The ex-USS Independence (CV-62), last of the Forrestal-class of aircraft carriers that plied the seas from the 1950s to the 1990s, will begin its final voyage to Texas later this year to be turned into razor blades. The Navy is paying International Shipbreaking of Brownsville $6 million to tow the 90,000-ton vessel from the West Coast, around the Cape, to the Lone Star State and cut her to pieces in accordance with some very strict guidelines. The same firm has won contracts in recent years to break the Saratoga, Ranger, and Forrestal.
This steady selloff of old supercarriers leaves only USS Kitty Hawk, decommissioned in 2009, and USS John F. Kennedy, decommissioned in 2007, on “donation hold” for use as museums or memorials, while the Navy has issued a Request for Proposals for the USS Enterprise.
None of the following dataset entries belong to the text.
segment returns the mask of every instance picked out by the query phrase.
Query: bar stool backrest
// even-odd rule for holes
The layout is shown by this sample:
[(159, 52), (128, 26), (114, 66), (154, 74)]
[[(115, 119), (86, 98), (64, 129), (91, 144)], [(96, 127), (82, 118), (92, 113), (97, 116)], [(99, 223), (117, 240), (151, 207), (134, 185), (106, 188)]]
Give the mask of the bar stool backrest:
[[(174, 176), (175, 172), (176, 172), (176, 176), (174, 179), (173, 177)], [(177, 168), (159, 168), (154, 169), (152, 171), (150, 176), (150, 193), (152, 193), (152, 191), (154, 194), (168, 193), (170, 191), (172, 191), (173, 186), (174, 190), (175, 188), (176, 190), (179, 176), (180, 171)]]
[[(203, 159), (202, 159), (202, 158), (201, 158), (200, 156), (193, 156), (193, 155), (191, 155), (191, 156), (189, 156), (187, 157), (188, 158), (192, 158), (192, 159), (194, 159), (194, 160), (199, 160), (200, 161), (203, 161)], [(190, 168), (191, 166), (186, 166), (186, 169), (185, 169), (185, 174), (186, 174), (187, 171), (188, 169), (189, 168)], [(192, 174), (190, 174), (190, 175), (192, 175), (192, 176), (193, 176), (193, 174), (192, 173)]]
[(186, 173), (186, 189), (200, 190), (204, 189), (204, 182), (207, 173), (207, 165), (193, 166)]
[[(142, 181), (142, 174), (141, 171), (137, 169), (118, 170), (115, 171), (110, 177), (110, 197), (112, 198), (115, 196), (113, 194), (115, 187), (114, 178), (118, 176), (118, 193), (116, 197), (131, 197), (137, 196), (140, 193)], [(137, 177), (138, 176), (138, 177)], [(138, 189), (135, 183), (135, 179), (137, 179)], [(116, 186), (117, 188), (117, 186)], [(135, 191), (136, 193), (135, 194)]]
As noted in the Brownsville Herald, International Shipbreaking is vying for that job as well.
Currently at Bremerton, Washington since 1998, Indy gave 39 years of hard service including a tour off the coast of Vietnam in 1965, airstrikes against Syrian forces during the Lebanese Civil War and operations over Iraq during Operation Southern Watch.
For those interested, the firm also sells individual items such as pieces of deck armor, hatch signs, and other tidbits recovered from the old warships online as relics.